Как и прочие советские литераторы, читавшие эту поэму сквозь призму идеологических догм, где-то и автор этих строк, пусть мимоходом, «отметился», сказал о «народной стихии», которую воспел поэт. Но глядя на результат урагана, которому ужаснулись одни и приветствовали другие (поистине: «Но тех, кто меня уничтожит, встречаю приветственным гимном». Это уже В.Брюсов, задолго до Октября!), Эренбург не принял эстетики поэмы, но еще больше — одобрения насилия. И «Стилистическая ошибка», и «Карл Маркс в Туле», и, наконец, опубликованная год спустя статья «На тонущем корабле» — отказ Эренбурга принять тот «новый мир», который сметает на своем пути не только барские усадьбы и библиотеки, помещиков и капиталистов, но «заодно» и все представления о добре и гуманности.

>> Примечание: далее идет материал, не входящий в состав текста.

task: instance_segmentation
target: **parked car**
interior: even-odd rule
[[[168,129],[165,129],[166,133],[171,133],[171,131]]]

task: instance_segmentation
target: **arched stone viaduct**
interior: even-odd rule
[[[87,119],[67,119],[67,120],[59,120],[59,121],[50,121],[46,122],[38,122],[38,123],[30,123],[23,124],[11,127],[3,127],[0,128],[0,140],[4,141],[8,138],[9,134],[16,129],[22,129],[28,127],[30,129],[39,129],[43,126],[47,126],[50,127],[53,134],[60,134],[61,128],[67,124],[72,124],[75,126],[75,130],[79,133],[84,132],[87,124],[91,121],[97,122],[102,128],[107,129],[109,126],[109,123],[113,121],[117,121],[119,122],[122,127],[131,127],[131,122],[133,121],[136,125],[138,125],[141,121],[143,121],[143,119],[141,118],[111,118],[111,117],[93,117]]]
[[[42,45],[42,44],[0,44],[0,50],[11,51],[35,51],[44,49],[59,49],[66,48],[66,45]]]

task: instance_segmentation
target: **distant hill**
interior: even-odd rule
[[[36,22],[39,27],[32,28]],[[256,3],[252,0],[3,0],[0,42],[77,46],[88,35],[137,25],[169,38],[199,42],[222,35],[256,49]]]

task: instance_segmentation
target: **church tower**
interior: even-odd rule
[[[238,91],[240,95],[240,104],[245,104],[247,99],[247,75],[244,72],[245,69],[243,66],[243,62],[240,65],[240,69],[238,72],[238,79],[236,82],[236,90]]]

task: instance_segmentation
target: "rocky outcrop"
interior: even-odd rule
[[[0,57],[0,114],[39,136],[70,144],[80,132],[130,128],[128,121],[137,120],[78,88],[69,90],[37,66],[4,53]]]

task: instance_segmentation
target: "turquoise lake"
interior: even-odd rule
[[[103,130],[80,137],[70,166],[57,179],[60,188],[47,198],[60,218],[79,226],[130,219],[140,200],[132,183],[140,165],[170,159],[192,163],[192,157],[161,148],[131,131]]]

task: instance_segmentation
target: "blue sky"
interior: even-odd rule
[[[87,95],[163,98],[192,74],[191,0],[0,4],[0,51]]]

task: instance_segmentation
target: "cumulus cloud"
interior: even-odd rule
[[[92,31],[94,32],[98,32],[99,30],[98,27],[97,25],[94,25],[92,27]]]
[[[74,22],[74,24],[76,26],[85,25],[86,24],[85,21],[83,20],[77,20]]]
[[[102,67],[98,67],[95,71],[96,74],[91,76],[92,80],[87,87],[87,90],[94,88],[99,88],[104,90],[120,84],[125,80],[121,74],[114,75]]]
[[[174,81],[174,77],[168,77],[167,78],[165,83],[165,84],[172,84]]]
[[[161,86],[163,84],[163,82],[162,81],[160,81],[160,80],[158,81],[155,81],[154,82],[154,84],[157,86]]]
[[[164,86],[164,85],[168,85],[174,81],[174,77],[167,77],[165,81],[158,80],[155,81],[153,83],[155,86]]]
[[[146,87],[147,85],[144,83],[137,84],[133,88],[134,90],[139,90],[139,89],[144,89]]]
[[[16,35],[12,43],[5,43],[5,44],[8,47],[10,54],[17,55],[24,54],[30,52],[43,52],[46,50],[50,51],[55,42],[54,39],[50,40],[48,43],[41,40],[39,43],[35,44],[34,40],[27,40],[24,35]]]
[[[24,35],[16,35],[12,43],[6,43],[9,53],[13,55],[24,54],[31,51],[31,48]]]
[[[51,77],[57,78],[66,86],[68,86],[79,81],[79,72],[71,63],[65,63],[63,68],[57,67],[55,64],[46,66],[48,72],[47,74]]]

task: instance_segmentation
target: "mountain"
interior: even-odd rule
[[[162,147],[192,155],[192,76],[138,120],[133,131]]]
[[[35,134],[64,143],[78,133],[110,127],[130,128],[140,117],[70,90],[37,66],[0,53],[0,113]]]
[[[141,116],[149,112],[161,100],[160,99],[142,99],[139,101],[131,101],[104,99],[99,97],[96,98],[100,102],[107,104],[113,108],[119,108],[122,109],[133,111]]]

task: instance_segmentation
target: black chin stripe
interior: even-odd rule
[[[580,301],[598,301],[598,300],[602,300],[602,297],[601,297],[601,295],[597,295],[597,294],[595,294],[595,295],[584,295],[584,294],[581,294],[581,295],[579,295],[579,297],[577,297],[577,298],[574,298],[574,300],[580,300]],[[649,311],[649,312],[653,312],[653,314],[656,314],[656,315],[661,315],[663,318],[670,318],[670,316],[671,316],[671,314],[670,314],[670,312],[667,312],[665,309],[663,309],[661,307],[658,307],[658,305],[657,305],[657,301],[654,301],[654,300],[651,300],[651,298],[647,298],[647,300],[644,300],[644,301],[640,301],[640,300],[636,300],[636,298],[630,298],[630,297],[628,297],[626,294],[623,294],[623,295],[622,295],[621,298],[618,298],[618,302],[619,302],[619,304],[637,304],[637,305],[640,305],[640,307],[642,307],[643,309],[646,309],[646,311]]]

Заподозрить бывшего большевика Эренбурга в защите монархии и прежнего строя оснований нет, а вот кровавую вольницу он, как это видно, одобрить не мог, и для него герои Блока — «убийцы и громилы», провозглашающие: «Мировой пожар в крови, Господи, благослови!» Мы привыкли к тому, что Блок отразил стихию, что все это — правдивый слепок событий. Но ведь в поэме было и великодушное одобрение красногвардейской вольницы. «Вы не понимаете, на что Господне благословение Севастопольским шутникам, и что делает Исус в Кронштадте?» — спрашивал Эренбург.
Ответим примером из работы историков М.Геллера и A. Некрича «Утопия у власти» («Даугава», 1990, № 11–12; 1991, № 1). Вот как они описывают, ссылаясь на Управделами СНК B. Бонч-Бруевича, роль матросского отряда в разгоне «учредилки»: «Я заметил, — рассказывает Бонч-Бруевич, стоявший со своими моряками в зале, — что двое из них, окруженные своими товарищами, брали Чернова на мушку, прицеливаясь из винтовки». Бонч-Бруевич посоветовал не убивать председателя Учредительного собрания, добавив, что Ленин этого не разрешает…

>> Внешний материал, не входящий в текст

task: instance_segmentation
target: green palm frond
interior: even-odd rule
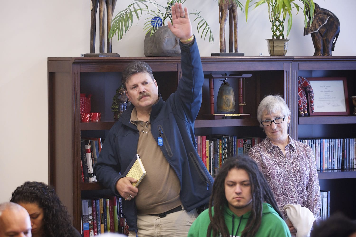
[[[238,0],[233,0],[236,3],[240,10],[243,11],[244,6]],[[151,24],[152,18],[155,17],[159,17],[162,20],[162,25],[165,25],[166,20],[169,20],[172,21],[172,6],[176,2],[183,3],[187,0],[167,1],[167,5],[163,6],[156,0],[134,0],[132,3],[125,9],[119,12],[113,18],[111,28],[109,32],[109,37],[112,38],[116,34],[117,35],[117,41],[120,40],[131,28],[134,21],[136,20],[139,21],[143,14],[147,16],[145,20],[143,31],[146,34],[149,33],[150,36],[152,36],[159,28],[157,25]],[[195,11],[195,12],[191,12],[189,15],[195,17],[193,22],[195,21],[198,22],[197,26],[198,34],[201,34],[201,38],[203,38],[204,36],[204,39],[208,38],[209,35],[209,42],[214,42],[213,32],[208,22],[200,15],[201,12],[198,12],[195,10],[193,11]]]
[[[293,23],[292,10],[295,9],[297,10],[296,14],[299,12],[299,10],[302,8],[295,1],[301,3],[303,5],[303,12],[304,14],[304,23],[305,27],[308,26],[308,20],[307,15],[310,19],[309,23],[313,21],[314,13],[314,5],[313,0],[260,0],[255,2],[254,0],[247,0],[245,6],[245,15],[246,16],[246,21],[247,22],[247,15],[248,7],[252,5],[254,5],[255,9],[259,6],[264,4],[267,4],[268,6],[268,17],[269,21],[272,24],[272,31],[273,33],[272,38],[284,38],[283,31],[284,26],[283,23],[286,21],[287,16],[288,16],[288,23],[287,25],[287,36],[288,37],[290,29],[292,28]],[[277,27],[276,28],[276,27]],[[278,33],[276,32],[278,32]]]
[[[200,38],[202,39],[203,38],[203,35],[205,32],[205,34],[204,35],[204,39],[205,40],[206,38],[206,36],[209,34],[209,42],[214,42],[214,37],[213,35],[213,32],[211,32],[211,29],[210,28],[210,27],[209,26],[209,25],[208,25],[208,22],[206,22],[205,20],[199,15],[199,14],[201,12],[198,12],[195,10],[194,10],[194,11],[195,11],[196,12],[191,12],[189,13],[189,14],[196,16],[195,20],[194,20],[193,22],[196,21],[199,21],[197,27],[198,30],[198,34],[199,34],[199,32],[201,28],[204,27],[204,28],[201,30],[201,35],[200,36]]]

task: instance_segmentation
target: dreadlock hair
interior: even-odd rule
[[[44,237],[77,236],[67,207],[62,204],[52,186],[41,182],[25,182],[12,192],[10,201],[35,203],[42,209]]]
[[[283,216],[279,210],[269,185],[263,174],[258,169],[257,164],[248,156],[238,155],[230,157],[224,162],[215,178],[213,185],[213,193],[209,201],[209,217],[210,222],[208,226],[207,237],[230,236],[227,227],[225,223],[224,210],[228,205],[225,196],[225,179],[231,169],[236,168],[245,170],[248,173],[251,185],[252,208],[251,215],[243,231],[242,237],[254,236],[258,230],[262,218],[262,205],[264,201],[271,204],[279,216]],[[211,208],[214,207],[214,216]]]

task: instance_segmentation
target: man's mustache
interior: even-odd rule
[[[139,95],[138,95],[138,97],[137,98],[137,100],[139,101],[140,99],[141,99],[141,98],[142,98],[143,96],[150,96],[150,93],[148,93],[147,92],[143,92],[141,94],[140,94]]]

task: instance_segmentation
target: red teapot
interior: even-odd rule
[[[90,99],[92,95],[91,94],[89,94],[87,97],[85,93],[80,93],[80,114],[90,113],[91,106]]]

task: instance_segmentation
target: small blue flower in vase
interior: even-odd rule
[[[155,16],[151,19],[151,25],[153,27],[158,27],[162,26],[163,21],[159,16]]]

Равнодушие к общественным проблемам, к судьбам солдат мировой войны, внутренний холод и опустошенность, неумение даже на материале историческом постичь стихию народного бунта — все это видит Эренбург и у поэтов, «очарованных катастрофой» (Маяковский, Каменский, Есенин, Белый), и у тех, кто «потрясен революцией» (Бальмонт, Волошин). Многие страницы эренбурговской публицистики первого года революции связаны с личностями поэтов, их отношением к свершившемуся. Эренбург удивлен метаморфозами, переменчивостью взглядов, но, может быть, более всего — отсутствием подлинного гражданского чувства. Вряд ли все давние оценки убеждают нас, да ведь и сам Эренбург менялся. Но если бы его высказывания — и кажущиеся сегодня прозорливыми, и явно ошибочными — касались одной лишь поэзии, им бы оставаться в изданиях той поры. Но в том и дело, что они звучат и в наше переломное время. Сколько литературных репутаций рухнуло всего лишь за несколько лет! А тогда? Разом потускнел Бальмонт. «Погибла Россия, и весь мир готов упасть в манящую бездну», но Бальмонт по-прежнему уверяет, что он «влюбленный, неутоленный, полусонный». И в той же статье «На тонущем корабле»: «Мы запомним… усталое лицо проклинающего эстетизм эстета, завороженного стоном убиваемых». Это сказано о Блоке. Сказано вряд ли справедливо, как и несправедливо видеть в гениальной поэме политический элемент. У Есенина Эренбург принимает «хорошие лирические стихи», но не богоборчество вместе с таким утверждением своей революционности: «Матерь Божия, я большевик». Тогда в этих филиппиках можно было увидеть лишь раздраженные нападки на талантливых поэтов — Мандельштама, Клюева и даже высоко чтимого Эренбургом Вячеслава Иванова. Теперь видно: он защищал поэзию, самобытность, теперь понятно, что эти статьи писал не критик только, но тоже поэт, ищущий у своих собратьев подлинное чувство, несовместимое с литературными забавами. А пока: «Одни наслаждаются предсмертной суматохой, другие испуганы ею. Одни молятся, другие пьют вино. Одни пишут о гибели России, другие о красоте японских собачек».